El grabador, óleo sobre lienzo, 1924 |
Y ¿por qué? Me pregunto
¿por qué toda esta reiterada indiferencia, incluso por parte de los suyos,
hacia un artista que a mí me parece tan interesante, tan atractivo y tan
reconfortante?
Adscrito desde sus
orígenes al círculo de Der Blaue Reiter
a través de su amistad personal con August Macke, Campendonk me parece el más
independiente de entre todos los artistas expresionistas renanos, hasta el
punto de que su obra no respira nada bien en esa compañía. Influido, sin duda,
en su juventud por la abrupta pincelada y el color ardiente de un Van Gogh y
por el modelo formal del protocubismo de un Cézanne, Campendonk se resiste, sin
embargo, a adoptar sus motivos.

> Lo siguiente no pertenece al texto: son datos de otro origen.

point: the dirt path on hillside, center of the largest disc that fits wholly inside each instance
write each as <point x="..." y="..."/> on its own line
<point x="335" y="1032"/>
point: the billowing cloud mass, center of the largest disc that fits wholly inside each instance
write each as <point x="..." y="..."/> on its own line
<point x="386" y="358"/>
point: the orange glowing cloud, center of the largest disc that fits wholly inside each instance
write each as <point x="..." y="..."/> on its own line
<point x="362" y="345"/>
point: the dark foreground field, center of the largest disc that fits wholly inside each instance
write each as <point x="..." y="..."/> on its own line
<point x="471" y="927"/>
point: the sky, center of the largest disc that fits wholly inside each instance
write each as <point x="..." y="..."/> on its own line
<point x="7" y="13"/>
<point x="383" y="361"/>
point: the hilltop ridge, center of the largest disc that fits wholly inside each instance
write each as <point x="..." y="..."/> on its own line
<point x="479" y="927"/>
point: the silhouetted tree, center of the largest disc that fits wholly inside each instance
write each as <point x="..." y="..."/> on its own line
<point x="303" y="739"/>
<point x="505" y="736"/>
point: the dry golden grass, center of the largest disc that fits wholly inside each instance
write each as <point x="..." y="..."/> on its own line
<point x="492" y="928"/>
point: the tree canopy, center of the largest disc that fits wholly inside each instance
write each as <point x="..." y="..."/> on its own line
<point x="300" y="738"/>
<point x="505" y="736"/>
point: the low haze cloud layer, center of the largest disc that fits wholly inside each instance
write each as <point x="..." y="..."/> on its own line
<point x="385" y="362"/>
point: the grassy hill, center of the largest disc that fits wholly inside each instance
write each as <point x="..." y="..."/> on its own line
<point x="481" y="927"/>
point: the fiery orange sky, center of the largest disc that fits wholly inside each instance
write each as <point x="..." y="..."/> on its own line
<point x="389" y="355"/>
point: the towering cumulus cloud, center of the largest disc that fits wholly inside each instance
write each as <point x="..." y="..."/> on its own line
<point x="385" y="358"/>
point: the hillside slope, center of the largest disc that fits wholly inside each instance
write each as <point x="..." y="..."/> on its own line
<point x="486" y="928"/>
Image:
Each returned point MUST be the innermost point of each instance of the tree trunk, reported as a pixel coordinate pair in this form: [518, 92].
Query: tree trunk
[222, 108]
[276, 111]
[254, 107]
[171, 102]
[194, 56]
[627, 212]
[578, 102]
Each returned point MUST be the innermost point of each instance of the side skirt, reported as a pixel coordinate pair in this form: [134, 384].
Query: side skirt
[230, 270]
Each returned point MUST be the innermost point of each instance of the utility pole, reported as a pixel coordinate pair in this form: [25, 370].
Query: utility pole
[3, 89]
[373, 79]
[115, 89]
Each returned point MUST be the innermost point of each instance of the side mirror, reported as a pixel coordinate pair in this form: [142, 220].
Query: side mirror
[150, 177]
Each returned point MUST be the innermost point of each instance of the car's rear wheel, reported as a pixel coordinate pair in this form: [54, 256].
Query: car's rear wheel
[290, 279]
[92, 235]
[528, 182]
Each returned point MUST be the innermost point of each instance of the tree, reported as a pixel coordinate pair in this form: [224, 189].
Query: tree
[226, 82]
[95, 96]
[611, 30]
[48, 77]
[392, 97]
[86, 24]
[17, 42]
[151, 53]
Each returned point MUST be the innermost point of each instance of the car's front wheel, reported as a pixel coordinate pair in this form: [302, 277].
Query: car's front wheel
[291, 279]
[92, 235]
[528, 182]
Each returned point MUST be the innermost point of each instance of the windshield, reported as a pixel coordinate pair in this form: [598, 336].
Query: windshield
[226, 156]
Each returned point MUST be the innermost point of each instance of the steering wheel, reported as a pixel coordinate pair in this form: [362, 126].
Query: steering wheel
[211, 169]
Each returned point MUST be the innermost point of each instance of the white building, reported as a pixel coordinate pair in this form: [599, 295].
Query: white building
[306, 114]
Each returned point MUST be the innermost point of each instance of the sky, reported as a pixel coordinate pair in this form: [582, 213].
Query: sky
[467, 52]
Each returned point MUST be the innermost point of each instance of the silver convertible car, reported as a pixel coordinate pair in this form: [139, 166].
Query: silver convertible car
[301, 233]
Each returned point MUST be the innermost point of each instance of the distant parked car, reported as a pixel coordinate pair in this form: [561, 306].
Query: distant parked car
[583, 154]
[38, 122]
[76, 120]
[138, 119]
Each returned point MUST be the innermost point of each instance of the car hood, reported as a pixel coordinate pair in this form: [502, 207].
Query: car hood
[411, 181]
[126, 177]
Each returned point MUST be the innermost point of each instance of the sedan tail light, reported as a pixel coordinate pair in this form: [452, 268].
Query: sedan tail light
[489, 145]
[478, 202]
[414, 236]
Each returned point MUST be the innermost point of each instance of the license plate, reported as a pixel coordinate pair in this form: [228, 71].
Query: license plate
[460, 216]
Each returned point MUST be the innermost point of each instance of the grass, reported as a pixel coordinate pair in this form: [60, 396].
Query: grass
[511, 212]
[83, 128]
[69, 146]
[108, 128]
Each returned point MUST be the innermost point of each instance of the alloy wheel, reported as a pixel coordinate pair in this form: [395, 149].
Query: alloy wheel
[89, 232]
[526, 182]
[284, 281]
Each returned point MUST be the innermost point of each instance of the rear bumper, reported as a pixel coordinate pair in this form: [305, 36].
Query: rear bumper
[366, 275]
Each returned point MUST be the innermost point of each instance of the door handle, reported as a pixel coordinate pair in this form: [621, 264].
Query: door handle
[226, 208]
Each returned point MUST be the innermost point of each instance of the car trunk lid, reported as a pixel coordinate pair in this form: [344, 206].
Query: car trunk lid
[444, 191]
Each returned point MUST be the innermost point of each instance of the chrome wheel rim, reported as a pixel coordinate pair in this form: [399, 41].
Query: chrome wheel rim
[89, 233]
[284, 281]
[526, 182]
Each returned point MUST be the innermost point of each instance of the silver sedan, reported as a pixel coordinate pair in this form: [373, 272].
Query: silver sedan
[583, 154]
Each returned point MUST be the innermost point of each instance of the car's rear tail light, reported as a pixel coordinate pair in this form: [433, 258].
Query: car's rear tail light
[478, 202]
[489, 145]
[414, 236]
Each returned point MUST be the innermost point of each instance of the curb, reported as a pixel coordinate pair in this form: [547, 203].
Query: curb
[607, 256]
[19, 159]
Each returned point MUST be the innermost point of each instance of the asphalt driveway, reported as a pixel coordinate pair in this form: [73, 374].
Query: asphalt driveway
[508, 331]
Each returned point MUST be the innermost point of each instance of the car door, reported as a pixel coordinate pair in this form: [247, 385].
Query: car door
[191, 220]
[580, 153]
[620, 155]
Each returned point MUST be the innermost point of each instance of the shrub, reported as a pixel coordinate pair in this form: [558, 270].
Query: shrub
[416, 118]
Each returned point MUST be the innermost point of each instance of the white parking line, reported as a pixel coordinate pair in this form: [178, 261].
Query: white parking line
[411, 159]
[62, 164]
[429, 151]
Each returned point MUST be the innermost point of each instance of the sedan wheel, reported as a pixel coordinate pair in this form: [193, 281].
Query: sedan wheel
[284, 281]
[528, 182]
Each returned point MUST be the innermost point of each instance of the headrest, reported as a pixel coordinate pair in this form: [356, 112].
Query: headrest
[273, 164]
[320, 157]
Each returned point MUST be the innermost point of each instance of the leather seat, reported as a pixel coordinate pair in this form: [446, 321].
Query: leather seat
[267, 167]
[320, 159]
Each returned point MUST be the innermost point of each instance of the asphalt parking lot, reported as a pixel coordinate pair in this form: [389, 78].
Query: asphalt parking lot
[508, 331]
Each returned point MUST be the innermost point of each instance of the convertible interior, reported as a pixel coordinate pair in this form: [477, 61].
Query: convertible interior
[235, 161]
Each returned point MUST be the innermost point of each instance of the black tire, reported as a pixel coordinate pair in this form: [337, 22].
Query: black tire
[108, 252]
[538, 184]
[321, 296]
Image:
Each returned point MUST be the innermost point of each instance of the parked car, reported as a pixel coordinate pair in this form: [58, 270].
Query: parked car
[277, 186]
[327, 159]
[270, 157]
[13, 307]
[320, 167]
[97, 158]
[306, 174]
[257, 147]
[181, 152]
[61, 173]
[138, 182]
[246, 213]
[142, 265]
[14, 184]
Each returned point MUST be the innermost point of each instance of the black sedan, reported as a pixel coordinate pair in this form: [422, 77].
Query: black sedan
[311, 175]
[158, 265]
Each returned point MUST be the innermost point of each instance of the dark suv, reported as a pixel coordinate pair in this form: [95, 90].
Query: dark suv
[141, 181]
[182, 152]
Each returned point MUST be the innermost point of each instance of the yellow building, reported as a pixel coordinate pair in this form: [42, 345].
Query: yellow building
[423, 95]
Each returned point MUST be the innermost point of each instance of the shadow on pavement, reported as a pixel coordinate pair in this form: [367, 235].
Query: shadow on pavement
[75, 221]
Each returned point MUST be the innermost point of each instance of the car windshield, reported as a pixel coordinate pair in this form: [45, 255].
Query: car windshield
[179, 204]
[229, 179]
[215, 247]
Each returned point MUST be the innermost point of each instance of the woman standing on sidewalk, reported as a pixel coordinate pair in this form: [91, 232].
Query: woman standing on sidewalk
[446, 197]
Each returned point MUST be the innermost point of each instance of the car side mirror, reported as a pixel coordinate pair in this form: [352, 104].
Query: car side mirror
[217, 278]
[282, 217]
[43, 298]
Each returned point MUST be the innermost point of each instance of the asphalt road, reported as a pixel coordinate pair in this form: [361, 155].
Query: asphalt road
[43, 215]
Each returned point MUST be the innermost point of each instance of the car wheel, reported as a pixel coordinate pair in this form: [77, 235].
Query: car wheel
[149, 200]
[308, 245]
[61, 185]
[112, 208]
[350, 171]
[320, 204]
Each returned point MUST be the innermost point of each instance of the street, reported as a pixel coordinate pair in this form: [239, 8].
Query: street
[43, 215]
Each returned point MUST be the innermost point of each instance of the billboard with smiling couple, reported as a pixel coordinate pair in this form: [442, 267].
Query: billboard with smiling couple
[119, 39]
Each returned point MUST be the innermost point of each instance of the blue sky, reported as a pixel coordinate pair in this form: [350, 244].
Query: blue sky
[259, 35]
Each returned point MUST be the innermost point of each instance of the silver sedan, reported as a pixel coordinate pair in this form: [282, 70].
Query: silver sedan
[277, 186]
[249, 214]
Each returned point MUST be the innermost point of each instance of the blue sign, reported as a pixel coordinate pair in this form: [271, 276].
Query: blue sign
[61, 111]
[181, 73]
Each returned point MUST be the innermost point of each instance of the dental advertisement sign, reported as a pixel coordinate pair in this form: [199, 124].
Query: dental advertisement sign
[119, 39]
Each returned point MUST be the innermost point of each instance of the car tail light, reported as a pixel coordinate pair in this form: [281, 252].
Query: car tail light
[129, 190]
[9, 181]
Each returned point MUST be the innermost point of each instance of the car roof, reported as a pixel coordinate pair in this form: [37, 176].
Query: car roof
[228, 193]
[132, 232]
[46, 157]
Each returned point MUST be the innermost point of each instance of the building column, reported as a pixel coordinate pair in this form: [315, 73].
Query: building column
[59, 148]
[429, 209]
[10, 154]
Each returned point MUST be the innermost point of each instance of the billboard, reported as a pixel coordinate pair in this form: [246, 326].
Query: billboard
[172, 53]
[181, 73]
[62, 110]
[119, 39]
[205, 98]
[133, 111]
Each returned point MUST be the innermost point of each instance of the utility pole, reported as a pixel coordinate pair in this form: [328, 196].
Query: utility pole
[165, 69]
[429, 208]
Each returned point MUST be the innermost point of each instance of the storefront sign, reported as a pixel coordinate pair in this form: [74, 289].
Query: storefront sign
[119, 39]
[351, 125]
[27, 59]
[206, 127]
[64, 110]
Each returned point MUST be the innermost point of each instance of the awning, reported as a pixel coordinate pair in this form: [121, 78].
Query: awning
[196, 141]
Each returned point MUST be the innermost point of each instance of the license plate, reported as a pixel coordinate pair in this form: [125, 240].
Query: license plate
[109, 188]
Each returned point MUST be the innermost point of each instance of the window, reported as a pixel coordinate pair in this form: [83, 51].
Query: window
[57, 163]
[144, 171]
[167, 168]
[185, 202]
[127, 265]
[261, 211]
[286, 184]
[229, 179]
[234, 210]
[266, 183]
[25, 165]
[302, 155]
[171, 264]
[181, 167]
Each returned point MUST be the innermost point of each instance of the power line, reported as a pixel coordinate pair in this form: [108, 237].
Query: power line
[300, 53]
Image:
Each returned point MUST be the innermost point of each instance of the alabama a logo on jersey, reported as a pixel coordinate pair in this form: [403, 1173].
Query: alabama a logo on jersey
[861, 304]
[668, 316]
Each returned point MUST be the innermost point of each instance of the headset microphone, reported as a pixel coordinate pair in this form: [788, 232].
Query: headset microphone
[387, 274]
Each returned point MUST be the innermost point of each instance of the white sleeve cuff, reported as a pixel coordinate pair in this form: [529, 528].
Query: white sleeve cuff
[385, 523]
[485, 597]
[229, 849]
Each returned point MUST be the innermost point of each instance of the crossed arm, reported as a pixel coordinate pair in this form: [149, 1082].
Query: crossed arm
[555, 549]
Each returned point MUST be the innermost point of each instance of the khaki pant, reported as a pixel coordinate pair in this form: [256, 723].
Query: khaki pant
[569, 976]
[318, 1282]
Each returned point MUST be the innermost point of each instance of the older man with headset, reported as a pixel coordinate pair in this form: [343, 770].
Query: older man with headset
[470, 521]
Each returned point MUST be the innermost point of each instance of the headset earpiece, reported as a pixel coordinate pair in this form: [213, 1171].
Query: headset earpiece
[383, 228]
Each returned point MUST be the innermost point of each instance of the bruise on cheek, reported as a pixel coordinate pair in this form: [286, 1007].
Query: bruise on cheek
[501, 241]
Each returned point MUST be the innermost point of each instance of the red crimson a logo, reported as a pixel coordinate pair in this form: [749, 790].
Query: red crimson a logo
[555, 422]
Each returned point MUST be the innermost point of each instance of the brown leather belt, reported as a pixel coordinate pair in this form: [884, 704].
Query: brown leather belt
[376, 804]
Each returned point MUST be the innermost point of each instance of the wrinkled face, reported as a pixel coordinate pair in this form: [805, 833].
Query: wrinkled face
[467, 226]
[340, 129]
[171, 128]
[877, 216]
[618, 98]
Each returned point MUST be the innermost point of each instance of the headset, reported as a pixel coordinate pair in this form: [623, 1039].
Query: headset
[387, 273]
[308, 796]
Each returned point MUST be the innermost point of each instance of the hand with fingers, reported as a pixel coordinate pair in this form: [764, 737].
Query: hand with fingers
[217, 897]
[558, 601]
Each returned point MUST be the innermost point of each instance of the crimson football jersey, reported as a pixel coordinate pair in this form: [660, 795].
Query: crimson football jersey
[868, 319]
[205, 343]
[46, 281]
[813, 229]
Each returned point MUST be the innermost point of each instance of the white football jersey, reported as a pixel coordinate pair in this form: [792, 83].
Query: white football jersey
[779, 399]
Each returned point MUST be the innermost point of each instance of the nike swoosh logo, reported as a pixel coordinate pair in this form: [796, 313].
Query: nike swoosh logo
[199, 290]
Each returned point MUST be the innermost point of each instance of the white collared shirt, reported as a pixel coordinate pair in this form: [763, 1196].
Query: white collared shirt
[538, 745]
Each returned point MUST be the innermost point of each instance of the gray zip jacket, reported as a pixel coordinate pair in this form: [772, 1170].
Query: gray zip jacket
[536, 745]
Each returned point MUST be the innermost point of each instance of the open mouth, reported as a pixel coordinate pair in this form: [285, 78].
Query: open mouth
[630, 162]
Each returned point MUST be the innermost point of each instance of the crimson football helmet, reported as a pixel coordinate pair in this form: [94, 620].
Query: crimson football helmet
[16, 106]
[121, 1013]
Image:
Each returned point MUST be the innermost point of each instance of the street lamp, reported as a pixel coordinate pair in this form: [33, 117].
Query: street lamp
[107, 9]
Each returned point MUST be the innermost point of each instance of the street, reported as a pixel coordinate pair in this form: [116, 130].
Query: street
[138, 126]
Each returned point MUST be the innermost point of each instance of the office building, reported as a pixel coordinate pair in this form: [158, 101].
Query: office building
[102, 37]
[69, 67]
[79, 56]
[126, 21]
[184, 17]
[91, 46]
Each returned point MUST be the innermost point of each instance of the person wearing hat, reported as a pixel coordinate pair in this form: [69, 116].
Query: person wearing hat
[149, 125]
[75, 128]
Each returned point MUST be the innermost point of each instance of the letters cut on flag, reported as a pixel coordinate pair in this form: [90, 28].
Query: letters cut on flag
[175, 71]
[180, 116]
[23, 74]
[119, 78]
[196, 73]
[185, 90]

Parece preferir en cambio buscar la inspiración
para sus temas en el folklore popular de su tierra y en una visión idílica de
la Naturaleza que logre reconciliar al Hombre con el Mundo.
Al contrario de lo que
ocurre con Macke, los colores que emplea Campendonk son más fríos y las formas
más duras, mientras que la abigarrada escenografía de sus motivos parece flotar
en el espacio sin producir nunca sensación de caos sino, muy al contrario, de
sólida estructura bien construida. En sus obras de madurez este esquema
constructivo va derivando hacia un estilo más suave, flotante y calmado. Todo
esto también se refleja en las numerosas xilografías en blanco y negro que
empezó a hacer en 1916: el anhelo horaciano de armonía y sencillez de la vida
en el campo (“beatus ille”), el desnudo humano como correlato del desnudo
animal en la Naturaleza y, en definitiva, el sueño de reconciliación del Hombre
con un mundo siempre al borde del desastre (dos de sus mejores amigos murieron
en la Primera Guerra Mundial).
Jean Bloe-Niesté, grabado con toques de acuarela, 1921 |
Podría su visión, en este
sentido, parecerse a la de su correligionario Franz Marc si no fuera porque la
visión metafísica que de la unidad tenía Marc excluía, precisamente, a los seres humanos. Campendonk sigue
creyendo en el Hombre como criatura natural y esto quizá lo convierte a
nuestros ojos descreídos en un pintor un punto mágico y pastoril, a pesar de la
soledad y la melancolía que irradian sus figuras casi siempre frontales y como
congeladas, rasgo que lo distingue también de Chagall, con el que siempre se le
ha relacionado, a mi modo de ver con demasiada ligereza.
Perseguido en su propio
país por la turba nazi, se exilió primero en Bélgica y luego en Holanda, donde
tuvo que vivir escondido con su mujer durante la ocupación alemana. No quiso
jamás volver a su patria –y lo entiendo- porque ni su personalidad ni su
pintura son, lo que se dice, verdaderamente alemanas.